Autres facteurs à considérer

Ces vérifications simples peuvent laisser penser qu’il y a des régions où le bois des forêts publiques est plus économique. Cette économie devient relative lorsque l’on considère tout le contexte. Le détenteur de CAAF doit transformer la totalité du volume de bois récolté peut importe son diamètre ou sa qualité, ce qui augmente ses coûts.

 

À l’opposé, le bois des forêts privées est sélectionné. Il offre généralement une meilleure qualité puisque le propriétaire aura éliminé les défauts.
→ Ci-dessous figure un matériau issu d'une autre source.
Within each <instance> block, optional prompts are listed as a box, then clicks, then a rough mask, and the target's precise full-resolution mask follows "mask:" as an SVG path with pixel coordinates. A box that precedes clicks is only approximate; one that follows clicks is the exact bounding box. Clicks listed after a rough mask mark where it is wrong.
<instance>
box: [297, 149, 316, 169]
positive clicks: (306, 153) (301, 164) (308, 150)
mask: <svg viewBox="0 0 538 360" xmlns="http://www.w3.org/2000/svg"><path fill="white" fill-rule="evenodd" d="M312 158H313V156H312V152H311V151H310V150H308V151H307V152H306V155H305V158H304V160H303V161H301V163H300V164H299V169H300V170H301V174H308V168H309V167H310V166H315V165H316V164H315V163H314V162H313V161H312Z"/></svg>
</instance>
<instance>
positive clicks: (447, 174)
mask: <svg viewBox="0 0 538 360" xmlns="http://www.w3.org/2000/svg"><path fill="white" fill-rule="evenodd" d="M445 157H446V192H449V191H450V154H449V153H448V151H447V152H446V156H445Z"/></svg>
Si d’aventure les critères de qualité n’étaient pas rencontrés, une livraison donnée pourrait être refusée.

 

Conclusion

Un observateur qui regarderait seulement le revenu au propriétaire foncier (tableau 1) pourrait croire à un avantage pour le bénéficiaire de CAAF. Par contre, l’observateur averti qui considérera la situation globale du bénéficiaire, soit la totalité des coûts relatifs à l’approvisionnement (tableau 2), sera plutôt d’avis que le bois des CAAF n’est pas subventionné par l’État.

 

Marco Fournier, ing.f., É.A., M.Sc.

Rédigé en avril 2002



[1] Dans le coût de tenure, on peut considérer les taxes municipales, le prélevé du Syndicat de producteur, les frais de mise en marché, etc. Il s’agit d’un montant établi de façon arbitraire.
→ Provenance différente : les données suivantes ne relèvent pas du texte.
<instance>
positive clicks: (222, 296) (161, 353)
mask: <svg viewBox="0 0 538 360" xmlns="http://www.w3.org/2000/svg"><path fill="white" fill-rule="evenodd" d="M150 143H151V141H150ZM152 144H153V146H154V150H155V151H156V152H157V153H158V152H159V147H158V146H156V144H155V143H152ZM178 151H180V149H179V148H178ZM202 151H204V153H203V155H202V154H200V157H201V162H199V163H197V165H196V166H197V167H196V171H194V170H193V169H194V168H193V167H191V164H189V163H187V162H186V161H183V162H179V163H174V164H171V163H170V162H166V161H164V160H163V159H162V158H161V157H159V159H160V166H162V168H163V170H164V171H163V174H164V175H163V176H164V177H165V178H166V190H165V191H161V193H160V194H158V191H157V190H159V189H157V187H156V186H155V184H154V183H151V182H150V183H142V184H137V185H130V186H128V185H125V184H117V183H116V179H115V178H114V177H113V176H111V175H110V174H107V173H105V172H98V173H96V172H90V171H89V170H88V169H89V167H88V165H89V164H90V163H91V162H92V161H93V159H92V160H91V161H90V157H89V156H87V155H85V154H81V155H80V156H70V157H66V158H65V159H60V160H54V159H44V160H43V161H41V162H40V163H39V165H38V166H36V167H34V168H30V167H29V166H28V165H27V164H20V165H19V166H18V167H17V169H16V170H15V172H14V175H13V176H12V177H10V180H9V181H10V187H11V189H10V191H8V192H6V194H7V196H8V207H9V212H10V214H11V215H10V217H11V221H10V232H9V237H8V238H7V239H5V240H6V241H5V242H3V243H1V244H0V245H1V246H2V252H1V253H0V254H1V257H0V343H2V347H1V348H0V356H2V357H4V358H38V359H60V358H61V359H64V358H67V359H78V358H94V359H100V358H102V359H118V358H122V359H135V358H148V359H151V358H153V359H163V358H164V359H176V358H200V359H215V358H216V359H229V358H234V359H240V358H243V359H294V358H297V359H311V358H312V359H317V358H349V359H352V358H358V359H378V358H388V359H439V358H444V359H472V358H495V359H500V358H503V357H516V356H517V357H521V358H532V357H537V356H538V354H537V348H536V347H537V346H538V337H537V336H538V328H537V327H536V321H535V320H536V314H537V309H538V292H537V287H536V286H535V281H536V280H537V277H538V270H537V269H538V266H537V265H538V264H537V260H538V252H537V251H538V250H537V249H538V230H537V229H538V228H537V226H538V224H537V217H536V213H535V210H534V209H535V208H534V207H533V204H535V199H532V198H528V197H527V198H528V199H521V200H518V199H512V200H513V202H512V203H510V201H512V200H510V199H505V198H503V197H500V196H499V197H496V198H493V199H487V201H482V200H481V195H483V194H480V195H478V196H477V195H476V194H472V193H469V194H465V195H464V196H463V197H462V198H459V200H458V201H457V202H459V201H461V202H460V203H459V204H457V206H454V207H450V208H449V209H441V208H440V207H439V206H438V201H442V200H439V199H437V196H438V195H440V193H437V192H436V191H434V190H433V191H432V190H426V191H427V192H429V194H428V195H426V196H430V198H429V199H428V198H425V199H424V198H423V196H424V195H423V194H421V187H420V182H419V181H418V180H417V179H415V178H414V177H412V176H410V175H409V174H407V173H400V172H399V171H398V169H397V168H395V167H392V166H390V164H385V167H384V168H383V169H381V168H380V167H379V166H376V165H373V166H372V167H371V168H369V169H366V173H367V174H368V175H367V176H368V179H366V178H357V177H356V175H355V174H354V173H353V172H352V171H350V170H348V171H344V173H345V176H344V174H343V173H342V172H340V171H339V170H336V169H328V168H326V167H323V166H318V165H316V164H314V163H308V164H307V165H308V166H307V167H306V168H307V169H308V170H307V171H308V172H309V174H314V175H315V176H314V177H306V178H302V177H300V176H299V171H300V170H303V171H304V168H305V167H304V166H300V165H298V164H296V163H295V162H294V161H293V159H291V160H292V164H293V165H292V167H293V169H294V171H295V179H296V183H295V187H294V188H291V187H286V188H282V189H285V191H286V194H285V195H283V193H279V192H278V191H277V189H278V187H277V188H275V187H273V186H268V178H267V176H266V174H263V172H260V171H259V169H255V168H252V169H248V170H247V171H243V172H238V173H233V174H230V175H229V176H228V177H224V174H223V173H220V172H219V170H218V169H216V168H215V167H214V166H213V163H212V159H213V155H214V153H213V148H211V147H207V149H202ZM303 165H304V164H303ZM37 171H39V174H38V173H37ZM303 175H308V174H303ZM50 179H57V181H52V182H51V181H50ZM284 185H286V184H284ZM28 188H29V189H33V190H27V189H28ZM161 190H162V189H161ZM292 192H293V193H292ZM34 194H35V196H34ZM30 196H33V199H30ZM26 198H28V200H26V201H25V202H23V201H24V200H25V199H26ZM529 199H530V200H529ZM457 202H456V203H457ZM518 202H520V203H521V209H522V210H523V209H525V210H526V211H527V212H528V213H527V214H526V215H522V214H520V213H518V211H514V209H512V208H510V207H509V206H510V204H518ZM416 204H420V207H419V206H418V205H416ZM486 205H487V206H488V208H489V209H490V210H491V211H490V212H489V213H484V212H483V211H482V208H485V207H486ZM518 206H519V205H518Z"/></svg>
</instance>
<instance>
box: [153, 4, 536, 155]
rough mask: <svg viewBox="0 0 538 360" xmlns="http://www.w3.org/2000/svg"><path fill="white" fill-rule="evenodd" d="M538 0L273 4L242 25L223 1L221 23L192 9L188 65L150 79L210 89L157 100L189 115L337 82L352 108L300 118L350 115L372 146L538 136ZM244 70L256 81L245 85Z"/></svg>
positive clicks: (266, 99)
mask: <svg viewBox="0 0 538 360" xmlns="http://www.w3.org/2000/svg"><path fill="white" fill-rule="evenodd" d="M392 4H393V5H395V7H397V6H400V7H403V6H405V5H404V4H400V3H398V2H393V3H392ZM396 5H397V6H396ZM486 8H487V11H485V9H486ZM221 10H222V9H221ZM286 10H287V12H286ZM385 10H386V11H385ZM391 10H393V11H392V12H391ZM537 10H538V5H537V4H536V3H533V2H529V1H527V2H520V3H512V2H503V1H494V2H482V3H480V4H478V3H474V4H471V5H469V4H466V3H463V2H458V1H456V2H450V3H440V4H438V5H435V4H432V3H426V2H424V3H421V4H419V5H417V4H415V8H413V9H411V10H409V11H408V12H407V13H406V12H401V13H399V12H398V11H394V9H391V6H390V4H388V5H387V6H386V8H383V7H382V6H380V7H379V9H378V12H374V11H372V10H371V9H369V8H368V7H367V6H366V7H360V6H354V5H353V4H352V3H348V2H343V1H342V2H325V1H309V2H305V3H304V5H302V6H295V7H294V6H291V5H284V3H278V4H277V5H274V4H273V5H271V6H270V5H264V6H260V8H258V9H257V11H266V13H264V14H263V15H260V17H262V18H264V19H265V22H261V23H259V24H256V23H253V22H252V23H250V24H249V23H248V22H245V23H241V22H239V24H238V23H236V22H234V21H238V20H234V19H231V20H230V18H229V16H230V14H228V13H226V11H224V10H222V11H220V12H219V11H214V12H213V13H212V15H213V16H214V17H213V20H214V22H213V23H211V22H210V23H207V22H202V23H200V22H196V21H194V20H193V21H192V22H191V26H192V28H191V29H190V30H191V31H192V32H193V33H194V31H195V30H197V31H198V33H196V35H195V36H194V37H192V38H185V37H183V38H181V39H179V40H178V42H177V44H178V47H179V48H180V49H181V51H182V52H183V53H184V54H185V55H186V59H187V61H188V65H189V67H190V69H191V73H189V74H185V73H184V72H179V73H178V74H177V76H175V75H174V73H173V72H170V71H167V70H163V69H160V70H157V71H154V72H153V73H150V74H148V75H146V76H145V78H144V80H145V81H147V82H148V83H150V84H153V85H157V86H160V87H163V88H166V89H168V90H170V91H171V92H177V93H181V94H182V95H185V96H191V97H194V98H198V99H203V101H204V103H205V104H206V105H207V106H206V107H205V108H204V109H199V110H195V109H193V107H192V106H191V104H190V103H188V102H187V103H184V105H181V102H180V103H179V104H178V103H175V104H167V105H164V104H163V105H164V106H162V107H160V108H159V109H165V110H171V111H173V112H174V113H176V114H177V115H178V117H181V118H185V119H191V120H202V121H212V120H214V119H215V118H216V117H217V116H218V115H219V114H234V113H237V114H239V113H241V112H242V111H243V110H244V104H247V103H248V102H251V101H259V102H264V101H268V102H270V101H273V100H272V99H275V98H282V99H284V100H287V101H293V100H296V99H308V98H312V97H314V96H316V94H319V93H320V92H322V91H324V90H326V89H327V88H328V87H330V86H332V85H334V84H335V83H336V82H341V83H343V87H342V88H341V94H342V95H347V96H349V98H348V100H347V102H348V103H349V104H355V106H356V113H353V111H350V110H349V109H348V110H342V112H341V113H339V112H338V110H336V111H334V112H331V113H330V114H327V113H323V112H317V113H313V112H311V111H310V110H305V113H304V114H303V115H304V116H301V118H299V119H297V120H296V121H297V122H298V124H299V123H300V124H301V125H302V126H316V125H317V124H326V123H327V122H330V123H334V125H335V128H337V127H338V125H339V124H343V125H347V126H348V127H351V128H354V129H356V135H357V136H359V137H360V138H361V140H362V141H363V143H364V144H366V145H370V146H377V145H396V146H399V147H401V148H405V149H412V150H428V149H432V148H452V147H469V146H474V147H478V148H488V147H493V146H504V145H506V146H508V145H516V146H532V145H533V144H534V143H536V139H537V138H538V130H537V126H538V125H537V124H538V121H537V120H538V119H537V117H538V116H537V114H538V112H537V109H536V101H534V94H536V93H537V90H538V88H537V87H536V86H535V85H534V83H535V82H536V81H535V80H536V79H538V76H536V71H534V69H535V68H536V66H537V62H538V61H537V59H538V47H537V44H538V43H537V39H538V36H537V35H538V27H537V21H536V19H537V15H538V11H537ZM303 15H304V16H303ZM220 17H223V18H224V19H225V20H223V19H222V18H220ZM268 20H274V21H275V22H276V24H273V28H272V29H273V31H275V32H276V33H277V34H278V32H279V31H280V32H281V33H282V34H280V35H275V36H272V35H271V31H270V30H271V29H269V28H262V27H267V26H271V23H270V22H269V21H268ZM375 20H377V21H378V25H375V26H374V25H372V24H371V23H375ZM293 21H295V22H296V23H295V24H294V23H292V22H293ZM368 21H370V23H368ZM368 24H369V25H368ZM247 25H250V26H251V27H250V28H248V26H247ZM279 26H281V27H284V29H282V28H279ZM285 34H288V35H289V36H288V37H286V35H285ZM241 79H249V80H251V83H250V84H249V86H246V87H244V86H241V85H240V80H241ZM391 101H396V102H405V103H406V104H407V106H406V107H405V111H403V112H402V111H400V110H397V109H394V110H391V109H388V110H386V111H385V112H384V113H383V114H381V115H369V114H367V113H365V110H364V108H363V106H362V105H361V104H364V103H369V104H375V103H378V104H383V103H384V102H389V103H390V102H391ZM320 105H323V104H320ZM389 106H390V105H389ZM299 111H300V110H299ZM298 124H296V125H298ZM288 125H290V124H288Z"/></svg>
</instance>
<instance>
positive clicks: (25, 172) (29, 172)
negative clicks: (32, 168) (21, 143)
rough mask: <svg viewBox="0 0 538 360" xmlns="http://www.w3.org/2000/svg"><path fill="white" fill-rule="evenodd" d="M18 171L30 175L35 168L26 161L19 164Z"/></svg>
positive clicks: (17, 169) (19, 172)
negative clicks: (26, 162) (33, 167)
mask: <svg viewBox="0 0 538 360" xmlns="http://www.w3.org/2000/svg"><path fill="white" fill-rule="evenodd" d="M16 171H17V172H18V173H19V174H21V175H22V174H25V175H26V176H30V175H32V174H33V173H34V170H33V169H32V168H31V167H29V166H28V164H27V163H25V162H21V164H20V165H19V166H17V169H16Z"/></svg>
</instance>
[2] La VMBSP calculée pour le petit propriétaire est différente de celle du commerçant de bois. Ce dernier doit considérer une marge de profit et risque ainsi que des frais financiers, ce qui l’amène à payer environ 21,75 $/m3 pour le bois debout selon les résultats de nos enquêtes.

[3] Ces coûts sont tirés du modèle de calcul des redevances du ministère des Ressources naturelles, Gazette Officielle du 29 avril 2002. Nous avons validé certains coûts avec des bénéficiaires.